Ok bit harsh but I’ll stand by it, the script has never really been the forte of these films. Obviously I’ve watched 6 of these in a row now so it clearly isn’t the stupidest thing I’ve seen in some time. This time I did wonder if they were just having a joke at our expense, with lines like “How did you know there would be a car there to break our fall?”
Messrs Johnson and Diesel seem not to worry about delivery though, so perhaps the extra effort would be wasted.
Yeah also not taking this back.
That said, it’s not a total stinker and is in parts genuinely entertaining. I think at one point I saw a ‘Rock elbow’; sadly I couldn’t smell what he was cooking.
So pithy but I’m glad I liked something because this film does have its moments.

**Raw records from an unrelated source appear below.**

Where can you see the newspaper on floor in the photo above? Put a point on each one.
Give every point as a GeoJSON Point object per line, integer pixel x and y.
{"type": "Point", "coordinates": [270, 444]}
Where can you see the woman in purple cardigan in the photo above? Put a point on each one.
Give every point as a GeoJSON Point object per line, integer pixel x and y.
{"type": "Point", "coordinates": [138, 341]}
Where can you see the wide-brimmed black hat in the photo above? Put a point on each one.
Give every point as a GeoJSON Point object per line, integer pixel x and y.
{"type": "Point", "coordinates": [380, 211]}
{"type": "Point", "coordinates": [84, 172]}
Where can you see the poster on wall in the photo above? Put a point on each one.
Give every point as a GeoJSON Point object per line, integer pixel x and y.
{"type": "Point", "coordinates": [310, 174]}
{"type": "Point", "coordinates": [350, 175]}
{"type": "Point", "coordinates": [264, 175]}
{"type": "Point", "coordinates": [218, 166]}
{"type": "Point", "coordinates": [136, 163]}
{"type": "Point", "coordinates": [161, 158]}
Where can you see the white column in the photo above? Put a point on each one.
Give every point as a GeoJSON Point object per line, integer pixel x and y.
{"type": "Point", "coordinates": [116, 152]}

Not entertaining enough to make me want to see whatever fuckery they’ve got planned with Jason Statham, but there are worse ways to spend two hours.
I guess I was late to the party, because Fast Five1 clearly was the one to watch (no evidence I have seen it until my recent review, although who knows…).
It’s interesting to see the Statham stuff in context, I probably didn’t know it was a scene from Tokyo Drift2 that was being sort of re-jiggered to introduce a new character. And, finally, to show the death of Han again thereby presumably bringing the whole franchise back into chronological order. It’s so weird that episode 3 is set before episode 6, and for almost no good reason.
Anyway on what I suppose is my second viewing, I liked the scale of the stunts although they are slipping into far too much bombast and bluster with it all. It’s getting a bit heavy on CG effects rather than practical work, and the scene at the end stretches even my keen suspension of disbelief. The runway there must surely be 100 miles long for a 15 minute scene to take place on it at full take off speed.
This is still an entertaining film though, even though it’s lost some of the freewheeling sense of fun we saw in the last one. In the context of the other films the sense of camaraderie and kinship (drink every time someone says family) is more obvious. But it’s the kind of fun you enjoy to yourself with a pizza in a dark room, not the sort you show to your friends.